Jonathan Fairbanks and Clyde Edwin Tuck

Past and Present of Greene County, Missouri • ca. 1914

Early and Recent History and Genealogical Records
of Many of the Representative Citizens


HENRY T. WATTS. Restlessness causes many of us to leave our parental halls and seek our fortunes in distant lands. Some people feel this wanderlust spirit so strongly that they have no control over it. Offer to them whatever inducements you please--wealth, honor, a pleasant home--they will not yield to them, but rather struggle against the hardships which the building up of a new domicile in a foreign land implies. It is exactly this hardship that attracts them. They dislike nothing more than the monotony of a well-regulated life, and consider themselves well repaid for their troubles by the charms which ever-changing enterprises offer them. Another cause for emigration is the attraction which another occupation holds out to the new-comer. It is the outcome of the excellent and infallible law of supply and demand. These are doubtless some of the reasons that have brought millions of Europeans to America, among them being the Watts family, of which Henry T. Watts, foreman of the air room at the Frisco's North Side shops, Springfield, is a creditable representative.

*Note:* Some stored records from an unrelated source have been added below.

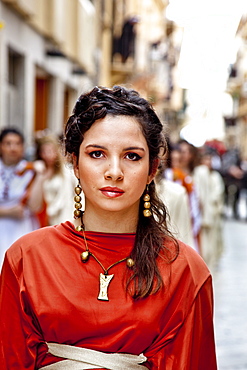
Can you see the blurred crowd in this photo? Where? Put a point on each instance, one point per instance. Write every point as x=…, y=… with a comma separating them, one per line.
x=33, y=193
x=201, y=186
x=196, y=184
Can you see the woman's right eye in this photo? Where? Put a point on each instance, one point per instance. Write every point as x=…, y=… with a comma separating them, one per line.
x=96, y=154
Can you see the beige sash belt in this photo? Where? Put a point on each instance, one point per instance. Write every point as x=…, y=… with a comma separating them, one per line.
x=78, y=358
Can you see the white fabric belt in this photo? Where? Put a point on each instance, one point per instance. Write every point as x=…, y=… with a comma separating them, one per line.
x=78, y=358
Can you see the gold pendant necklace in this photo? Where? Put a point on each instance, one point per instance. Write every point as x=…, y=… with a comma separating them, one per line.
x=105, y=278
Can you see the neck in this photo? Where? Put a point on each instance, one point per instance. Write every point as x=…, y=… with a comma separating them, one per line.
x=110, y=222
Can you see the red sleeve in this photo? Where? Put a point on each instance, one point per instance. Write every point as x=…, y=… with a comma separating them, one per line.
x=193, y=347
x=19, y=331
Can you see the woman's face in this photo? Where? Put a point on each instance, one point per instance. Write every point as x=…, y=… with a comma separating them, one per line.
x=11, y=149
x=113, y=165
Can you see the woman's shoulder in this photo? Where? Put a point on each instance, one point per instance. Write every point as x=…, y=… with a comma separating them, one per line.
x=188, y=264
x=36, y=243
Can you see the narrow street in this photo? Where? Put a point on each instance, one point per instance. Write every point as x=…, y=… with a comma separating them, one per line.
x=230, y=287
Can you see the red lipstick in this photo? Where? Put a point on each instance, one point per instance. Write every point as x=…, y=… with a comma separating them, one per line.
x=112, y=191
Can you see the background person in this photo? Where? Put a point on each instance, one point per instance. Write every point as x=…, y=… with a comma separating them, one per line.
x=116, y=281
x=53, y=189
x=16, y=176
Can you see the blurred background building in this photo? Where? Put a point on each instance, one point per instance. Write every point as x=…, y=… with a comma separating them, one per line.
x=52, y=50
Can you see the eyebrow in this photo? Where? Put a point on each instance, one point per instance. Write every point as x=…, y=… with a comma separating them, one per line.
x=103, y=147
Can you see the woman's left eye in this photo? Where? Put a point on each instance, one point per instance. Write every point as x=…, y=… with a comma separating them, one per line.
x=133, y=156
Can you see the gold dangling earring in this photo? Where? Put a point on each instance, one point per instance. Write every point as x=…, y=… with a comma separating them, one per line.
x=147, y=205
x=77, y=199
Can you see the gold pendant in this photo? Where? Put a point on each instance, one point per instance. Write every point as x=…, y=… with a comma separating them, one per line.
x=104, y=281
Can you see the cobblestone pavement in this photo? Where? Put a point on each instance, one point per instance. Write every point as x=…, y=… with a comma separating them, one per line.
x=230, y=288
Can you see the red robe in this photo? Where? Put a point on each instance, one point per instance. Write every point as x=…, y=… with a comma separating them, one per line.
x=49, y=295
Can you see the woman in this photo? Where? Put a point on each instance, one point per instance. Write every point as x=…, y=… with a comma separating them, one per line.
x=53, y=188
x=16, y=176
x=188, y=162
x=115, y=290
x=210, y=187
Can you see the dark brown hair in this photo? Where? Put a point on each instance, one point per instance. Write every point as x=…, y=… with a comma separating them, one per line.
x=152, y=232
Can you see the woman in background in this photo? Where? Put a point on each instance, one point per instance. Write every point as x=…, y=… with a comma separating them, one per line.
x=16, y=176
x=53, y=188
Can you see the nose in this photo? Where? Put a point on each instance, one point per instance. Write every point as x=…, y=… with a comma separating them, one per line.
x=114, y=171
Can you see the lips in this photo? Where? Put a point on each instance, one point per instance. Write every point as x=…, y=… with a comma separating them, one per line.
x=112, y=192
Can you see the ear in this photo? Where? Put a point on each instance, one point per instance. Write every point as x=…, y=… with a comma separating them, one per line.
x=153, y=171
x=75, y=165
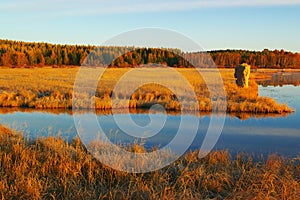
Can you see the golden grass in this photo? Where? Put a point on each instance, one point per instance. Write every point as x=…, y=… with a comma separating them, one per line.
x=49, y=168
x=48, y=88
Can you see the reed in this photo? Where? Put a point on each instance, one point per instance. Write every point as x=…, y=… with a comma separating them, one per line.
x=49, y=168
x=52, y=88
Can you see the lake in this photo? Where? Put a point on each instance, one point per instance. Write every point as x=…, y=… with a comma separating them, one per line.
x=254, y=134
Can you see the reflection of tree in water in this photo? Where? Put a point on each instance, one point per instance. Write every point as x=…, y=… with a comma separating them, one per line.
x=282, y=78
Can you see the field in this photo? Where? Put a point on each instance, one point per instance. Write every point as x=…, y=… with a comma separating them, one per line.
x=49, y=168
x=52, y=88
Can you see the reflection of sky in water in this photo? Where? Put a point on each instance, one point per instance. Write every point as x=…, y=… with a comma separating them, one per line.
x=257, y=135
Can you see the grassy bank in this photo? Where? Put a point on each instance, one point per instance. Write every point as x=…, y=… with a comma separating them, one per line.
x=48, y=168
x=48, y=88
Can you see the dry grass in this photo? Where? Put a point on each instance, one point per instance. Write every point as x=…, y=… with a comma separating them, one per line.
x=48, y=88
x=49, y=168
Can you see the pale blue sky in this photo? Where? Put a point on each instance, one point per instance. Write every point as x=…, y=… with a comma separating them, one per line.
x=214, y=24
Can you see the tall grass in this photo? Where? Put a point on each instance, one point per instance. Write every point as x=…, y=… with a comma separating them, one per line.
x=49, y=168
x=49, y=88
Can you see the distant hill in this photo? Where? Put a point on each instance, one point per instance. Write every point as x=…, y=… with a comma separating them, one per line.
x=28, y=54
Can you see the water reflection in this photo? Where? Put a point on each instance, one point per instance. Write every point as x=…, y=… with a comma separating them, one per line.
x=281, y=79
x=258, y=134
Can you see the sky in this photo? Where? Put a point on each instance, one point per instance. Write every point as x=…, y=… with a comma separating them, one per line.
x=213, y=24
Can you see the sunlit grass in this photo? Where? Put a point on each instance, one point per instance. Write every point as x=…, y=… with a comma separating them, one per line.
x=48, y=88
x=49, y=168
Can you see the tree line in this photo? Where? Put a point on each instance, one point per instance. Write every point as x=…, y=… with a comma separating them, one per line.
x=28, y=54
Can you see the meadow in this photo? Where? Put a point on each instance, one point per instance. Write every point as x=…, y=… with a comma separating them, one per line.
x=52, y=88
x=49, y=168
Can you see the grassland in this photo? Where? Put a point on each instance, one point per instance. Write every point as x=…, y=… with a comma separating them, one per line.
x=49, y=168
x=50, y=88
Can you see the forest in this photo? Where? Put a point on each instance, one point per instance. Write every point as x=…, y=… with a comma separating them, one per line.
x=35, y=54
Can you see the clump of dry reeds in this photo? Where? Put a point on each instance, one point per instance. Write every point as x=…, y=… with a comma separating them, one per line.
x=49, y=168
x=53, y=88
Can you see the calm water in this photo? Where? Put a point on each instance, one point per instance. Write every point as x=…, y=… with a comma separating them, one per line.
x=253, y=134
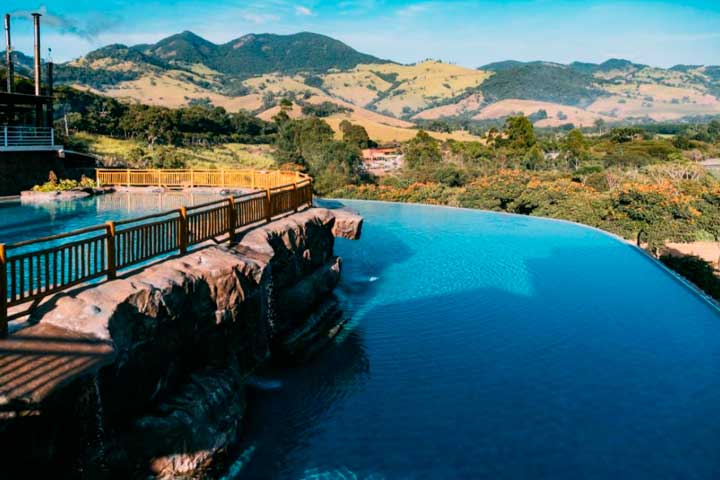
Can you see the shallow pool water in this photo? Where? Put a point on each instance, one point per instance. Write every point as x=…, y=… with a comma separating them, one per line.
x=20, y=222
x=492, y=346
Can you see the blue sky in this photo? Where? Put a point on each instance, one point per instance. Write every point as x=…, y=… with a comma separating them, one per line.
x=467, y=32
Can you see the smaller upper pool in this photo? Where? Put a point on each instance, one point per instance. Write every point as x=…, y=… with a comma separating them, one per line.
x=20, y=222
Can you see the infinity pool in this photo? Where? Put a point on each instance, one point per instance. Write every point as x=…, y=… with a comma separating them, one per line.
x=480, y=345
x=501, y=347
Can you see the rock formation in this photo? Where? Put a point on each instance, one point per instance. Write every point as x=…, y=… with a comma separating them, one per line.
x=185, y=333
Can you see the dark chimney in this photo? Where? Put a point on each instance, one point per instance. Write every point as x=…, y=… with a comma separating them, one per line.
x=49, y=112
x=38, y=73
x=8, y=55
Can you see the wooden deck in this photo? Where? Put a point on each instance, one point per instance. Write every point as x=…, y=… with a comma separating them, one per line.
x=35, y=361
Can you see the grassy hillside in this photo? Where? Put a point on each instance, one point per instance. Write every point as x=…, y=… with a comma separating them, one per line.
x=255, y=72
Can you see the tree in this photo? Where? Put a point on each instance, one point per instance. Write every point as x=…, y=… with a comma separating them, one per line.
x=421, y=152
x=534, y=159
x=575, y=149
x=519, y=133
x=600, y=125
x=357, y=135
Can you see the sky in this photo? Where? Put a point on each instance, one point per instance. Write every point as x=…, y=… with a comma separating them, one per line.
x=467, y=32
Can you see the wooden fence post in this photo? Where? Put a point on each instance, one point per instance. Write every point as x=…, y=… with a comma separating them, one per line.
x=268, y=205
x=3, y=291
x=231, y=219
x=183, y=231
x=110, y=251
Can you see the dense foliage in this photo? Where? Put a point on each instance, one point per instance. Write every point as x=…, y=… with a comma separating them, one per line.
x=697, y=271
x=544, y=82
x=311, y=143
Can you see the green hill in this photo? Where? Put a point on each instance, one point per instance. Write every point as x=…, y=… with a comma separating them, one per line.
x=547, y=82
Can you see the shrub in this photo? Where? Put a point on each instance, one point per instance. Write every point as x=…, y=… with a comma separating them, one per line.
x=697, y=270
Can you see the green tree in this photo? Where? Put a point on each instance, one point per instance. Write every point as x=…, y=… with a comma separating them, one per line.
x=422, y=152
x=519, y=134
x=357, y=135
x=575, y=149
x=534, y=159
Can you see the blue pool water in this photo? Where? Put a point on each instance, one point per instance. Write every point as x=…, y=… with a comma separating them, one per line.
x=499, y=347
x=480, y=346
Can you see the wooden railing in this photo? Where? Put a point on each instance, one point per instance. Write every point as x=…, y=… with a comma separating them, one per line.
x=198, y=178
x=34, y=269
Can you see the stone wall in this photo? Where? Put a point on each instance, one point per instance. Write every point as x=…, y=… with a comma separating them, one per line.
x=185, y=334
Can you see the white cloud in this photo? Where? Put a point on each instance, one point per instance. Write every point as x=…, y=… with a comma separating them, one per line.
x=259, y=18
x=304, y=11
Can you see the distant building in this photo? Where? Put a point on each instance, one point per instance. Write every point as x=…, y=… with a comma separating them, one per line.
x=712, y=164
x=382, y=160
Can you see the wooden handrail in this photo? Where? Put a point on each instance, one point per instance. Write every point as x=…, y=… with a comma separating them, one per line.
x=77, y=257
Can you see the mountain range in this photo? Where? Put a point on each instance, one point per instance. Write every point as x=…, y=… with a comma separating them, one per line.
x=254, y=71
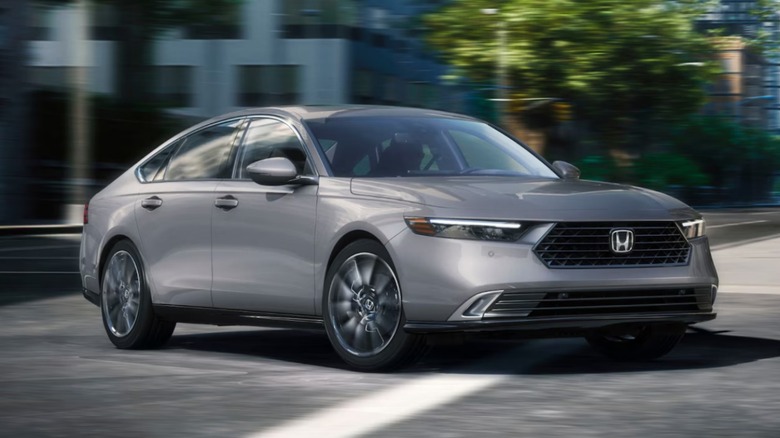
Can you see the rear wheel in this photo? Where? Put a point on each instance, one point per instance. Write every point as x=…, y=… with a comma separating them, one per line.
x=363, y=311
x=126, y=304
x=642, y=343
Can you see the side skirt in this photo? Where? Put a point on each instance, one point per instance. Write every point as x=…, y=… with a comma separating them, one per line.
x=205, y=315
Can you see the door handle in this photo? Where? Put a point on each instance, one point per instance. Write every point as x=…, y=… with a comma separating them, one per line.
x=151, y=203
x=228, y=202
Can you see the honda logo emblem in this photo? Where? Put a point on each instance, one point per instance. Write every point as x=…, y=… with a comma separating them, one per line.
x=621, y=241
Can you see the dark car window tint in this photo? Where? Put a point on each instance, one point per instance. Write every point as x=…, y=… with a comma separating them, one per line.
x=421, y=146
x=268, y=138
x=203, y=154
x=154, y=169
x=478, y=153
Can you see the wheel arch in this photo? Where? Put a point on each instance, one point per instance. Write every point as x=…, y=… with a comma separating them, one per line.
x=348, y=238
x=105, y=250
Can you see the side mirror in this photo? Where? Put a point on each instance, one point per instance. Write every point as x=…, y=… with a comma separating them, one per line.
x=566, y=170
x=276, y=171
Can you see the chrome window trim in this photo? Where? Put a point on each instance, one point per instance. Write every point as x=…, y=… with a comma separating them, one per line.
x=171, y=141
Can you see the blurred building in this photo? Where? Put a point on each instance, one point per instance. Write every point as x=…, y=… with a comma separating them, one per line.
x=748, y=89
x=277, y=52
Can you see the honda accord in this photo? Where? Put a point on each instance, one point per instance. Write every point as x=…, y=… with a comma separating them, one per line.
x=387, y=226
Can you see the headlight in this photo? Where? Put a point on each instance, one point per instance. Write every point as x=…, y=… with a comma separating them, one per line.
x=693, y=228
x=467, y=229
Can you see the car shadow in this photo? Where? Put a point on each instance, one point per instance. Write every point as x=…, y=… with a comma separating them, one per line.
x=490, y=356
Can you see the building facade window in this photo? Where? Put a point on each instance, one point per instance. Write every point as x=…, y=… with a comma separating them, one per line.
x=263, y=85
x=173, y=85
x=49, y=78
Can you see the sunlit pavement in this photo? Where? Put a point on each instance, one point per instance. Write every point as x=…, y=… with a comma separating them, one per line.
x=60, y=376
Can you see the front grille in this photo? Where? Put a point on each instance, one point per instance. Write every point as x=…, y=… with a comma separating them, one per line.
x=587, y=245
x=579, y=303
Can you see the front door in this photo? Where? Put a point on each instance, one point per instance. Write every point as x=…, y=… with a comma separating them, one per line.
x=173, y=215
x=263, y=236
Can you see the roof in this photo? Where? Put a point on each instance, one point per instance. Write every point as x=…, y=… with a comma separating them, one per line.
x=309, y=112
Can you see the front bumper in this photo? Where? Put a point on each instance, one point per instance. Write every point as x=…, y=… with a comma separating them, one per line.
x=560, y=326
x=440, y=276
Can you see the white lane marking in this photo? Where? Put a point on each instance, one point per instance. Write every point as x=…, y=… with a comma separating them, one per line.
x=386, y=407
x=36, y=258
x=723, y=246
x=35, y=248
x=734, y=224
x=39, y=272
x=749, y=289
x=392, y=405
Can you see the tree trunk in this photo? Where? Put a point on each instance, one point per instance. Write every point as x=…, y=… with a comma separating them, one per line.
x=14, y=97
x=133, y=54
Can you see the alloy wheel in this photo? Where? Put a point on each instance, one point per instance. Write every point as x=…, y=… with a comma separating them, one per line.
x=364, y=304
x=121, y=294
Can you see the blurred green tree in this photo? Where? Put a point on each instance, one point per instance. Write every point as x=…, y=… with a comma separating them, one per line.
x=141, y=21
x=623, y=65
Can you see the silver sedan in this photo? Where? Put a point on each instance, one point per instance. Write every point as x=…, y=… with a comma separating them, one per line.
x=386, y=226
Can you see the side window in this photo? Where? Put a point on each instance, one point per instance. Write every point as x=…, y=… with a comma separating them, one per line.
x=154, y=169
x=204, y=154
x=268, y=138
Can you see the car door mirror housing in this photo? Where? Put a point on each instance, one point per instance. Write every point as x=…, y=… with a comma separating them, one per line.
x=566, y=170
x=276, y=171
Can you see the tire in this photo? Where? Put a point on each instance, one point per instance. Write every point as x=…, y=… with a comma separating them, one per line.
x=126, y=304
x=644, y=343
x=363, y=311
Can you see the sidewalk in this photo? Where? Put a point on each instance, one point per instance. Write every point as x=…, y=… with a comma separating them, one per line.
x=750, y=268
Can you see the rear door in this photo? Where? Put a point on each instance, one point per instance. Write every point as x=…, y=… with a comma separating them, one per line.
x=174, y=211
x=263, y=236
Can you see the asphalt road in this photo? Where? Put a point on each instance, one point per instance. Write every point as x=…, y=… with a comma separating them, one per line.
x=60, y=376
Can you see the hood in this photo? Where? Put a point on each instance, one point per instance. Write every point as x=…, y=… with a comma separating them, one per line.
x=543, y=199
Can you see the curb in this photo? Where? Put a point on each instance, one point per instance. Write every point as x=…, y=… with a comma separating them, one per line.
x=37, y=230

Mr. Watts was born in London, England. December 18, 1868. He is a son of Robert Watts, a native of Summersetshire, his birth having occurred near the town of Yoeville, England, and there he grew to manhood, was educated and married. He was there engaged in wool buying until he emigrated with his family to the United States, in 1872, having first traveled through Canada, and located in St. Louis, Missouri, where he took up the carpenter's trade and worked as a journeyman. After remaining in' St. Louis ten years he removed to Springfield, in 1882, where he followed carpentering, contracting and building for a number of years; also worked as coach carpenter and bridge builder for the Frisco railroad for many years. His death occurred at his home here in 1908 at the age of sixty-eight years, and he was buried in Hazelwood cemetery. He was a member of St. John's Episcopal church in England, but after coming to Springfield he united with the Baptist church. His wife, who was known in her maidenhood as Emily Baker, was born, reared and educated in the same locality in England of which he was a native. She is residing in Springfield with her unmarried daughter at their home on Sherman street, and she will be seventy-two years of age on July 4, 1915. To these parents the following children were born: Alice, Mollie, Bessie, Henry T., Frederick, Minnie and Frances.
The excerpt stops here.